El derecho de legítima defensa (art. 51 de la carta de la ONU) es ampliamente reconocido por el sistema internacional. Sin embargo su ejercicio es muchas veces tan complejo como el contexto en que se realiza. Éste es el caso de la respuesta israelí al ataque misilero de Hamás al principal centro económico israelí (Tel Aviv) y su capital (Jerusalem).


No respaldar la respuesta proporcional de Israel a un gobierno (el de Gaza) cuya entidad política tutelar (Hamás) no ha se desdicho del propósito de destruir al Estado judío no sólo es antijurídico sino una invitación a la guerra en el área y al incremento de la anarquía internacional.


Sin embargo, el plan israelí de repetir el asalto de Gaza implica un escalamiento que arriesga el involucramiento de vecinos que, bajo democracias en transición (el caso de Egipto), apoyan con mayor intensidad y compromiso hoy la causa palestina, no parece prudente. El escalamiento, por lo demás, sería de momento injustificado cuando una mediación norteamericana y otra de la ONU ha sido puesta en marcha.


De otro lado, un conflicto mayor en el Medio Oriente bajo las actuales circunstancias desatado por apresuramiento o mal cálculo concentraría contra Israel las fuerzas anárquicas desatadas por la “primavera árabe”, arriesgaría la insubordinación de aquellos gobiernos que han guardado una posición ecléctica (p.e.
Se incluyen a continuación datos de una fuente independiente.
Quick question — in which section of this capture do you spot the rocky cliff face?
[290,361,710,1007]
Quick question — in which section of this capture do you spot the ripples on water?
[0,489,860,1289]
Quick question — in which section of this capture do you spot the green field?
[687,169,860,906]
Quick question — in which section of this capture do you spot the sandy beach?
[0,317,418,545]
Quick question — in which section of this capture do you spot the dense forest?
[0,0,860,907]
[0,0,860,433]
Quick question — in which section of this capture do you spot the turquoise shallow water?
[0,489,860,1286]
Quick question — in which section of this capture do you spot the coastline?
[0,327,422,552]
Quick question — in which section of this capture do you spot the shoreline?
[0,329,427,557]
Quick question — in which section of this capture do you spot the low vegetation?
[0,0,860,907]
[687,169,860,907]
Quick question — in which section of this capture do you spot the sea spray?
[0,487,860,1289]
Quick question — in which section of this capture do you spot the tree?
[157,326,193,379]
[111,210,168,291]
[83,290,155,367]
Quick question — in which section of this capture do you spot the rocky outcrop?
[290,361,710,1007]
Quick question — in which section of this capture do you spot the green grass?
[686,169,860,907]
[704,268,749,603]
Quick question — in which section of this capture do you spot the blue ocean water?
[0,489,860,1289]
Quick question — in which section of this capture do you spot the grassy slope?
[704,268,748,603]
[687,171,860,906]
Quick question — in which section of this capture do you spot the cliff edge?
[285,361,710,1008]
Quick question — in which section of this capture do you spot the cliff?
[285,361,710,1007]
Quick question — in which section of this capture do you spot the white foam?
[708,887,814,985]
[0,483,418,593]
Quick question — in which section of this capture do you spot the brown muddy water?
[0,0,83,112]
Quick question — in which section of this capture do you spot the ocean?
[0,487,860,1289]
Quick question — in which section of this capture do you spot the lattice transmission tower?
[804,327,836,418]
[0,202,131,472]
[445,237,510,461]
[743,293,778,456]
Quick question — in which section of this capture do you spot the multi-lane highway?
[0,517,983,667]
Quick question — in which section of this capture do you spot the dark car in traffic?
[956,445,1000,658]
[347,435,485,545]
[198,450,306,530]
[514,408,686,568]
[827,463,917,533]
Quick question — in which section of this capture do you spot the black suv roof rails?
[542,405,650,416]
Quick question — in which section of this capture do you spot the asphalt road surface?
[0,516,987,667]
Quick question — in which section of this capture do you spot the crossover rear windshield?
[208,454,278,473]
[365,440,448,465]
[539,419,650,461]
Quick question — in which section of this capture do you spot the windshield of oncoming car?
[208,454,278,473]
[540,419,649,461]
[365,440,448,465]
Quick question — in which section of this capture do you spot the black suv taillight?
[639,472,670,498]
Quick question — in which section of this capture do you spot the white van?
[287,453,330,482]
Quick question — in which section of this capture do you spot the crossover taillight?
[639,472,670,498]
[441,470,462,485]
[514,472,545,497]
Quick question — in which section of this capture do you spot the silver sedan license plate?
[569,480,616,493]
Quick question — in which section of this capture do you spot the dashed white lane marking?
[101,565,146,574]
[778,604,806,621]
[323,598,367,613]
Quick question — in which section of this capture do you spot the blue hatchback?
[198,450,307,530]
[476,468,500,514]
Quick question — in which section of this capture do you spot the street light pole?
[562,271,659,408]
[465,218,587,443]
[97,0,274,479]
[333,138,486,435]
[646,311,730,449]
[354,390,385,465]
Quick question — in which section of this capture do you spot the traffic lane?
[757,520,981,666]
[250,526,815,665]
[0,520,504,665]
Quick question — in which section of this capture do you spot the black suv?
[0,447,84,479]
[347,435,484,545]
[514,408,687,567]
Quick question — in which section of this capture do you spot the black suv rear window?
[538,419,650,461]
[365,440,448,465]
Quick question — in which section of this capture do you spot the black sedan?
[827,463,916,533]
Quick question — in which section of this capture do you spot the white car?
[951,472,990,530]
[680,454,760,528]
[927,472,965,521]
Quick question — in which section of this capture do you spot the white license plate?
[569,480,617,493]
Jordania) y desviaría la atención estratégica sobre la amenaza nuclear iraní.


En otras palabras, la ausencia de balance de poder en la zona debido al cambio de la naturaleza de los Estados del área y de sus respectivos alineamientos, tendería a cuajar de manera infértil pero nueva y mortal en un equilibrio desfavorable a Israel en momentos en que la disuasión convencional es menos verosímil en el área.


Por lo demás, este nuevo balance podría implicar la reaproximación entre el Hamás y Siria, circunstancia que sería aprovechada o estimulada por Irán.


Por ello, salvo que los ataques a Israel se amplíen, se generalicen o la amenaza iraní se materialice, ese Estado debe limitarse a responder al ataque de Hamás sin llevar el conflicto a una invasión abierta mientras que los Estados del área y los que tienen influencia real en ella neutralizan política y militarmente al gobierno de Gaza.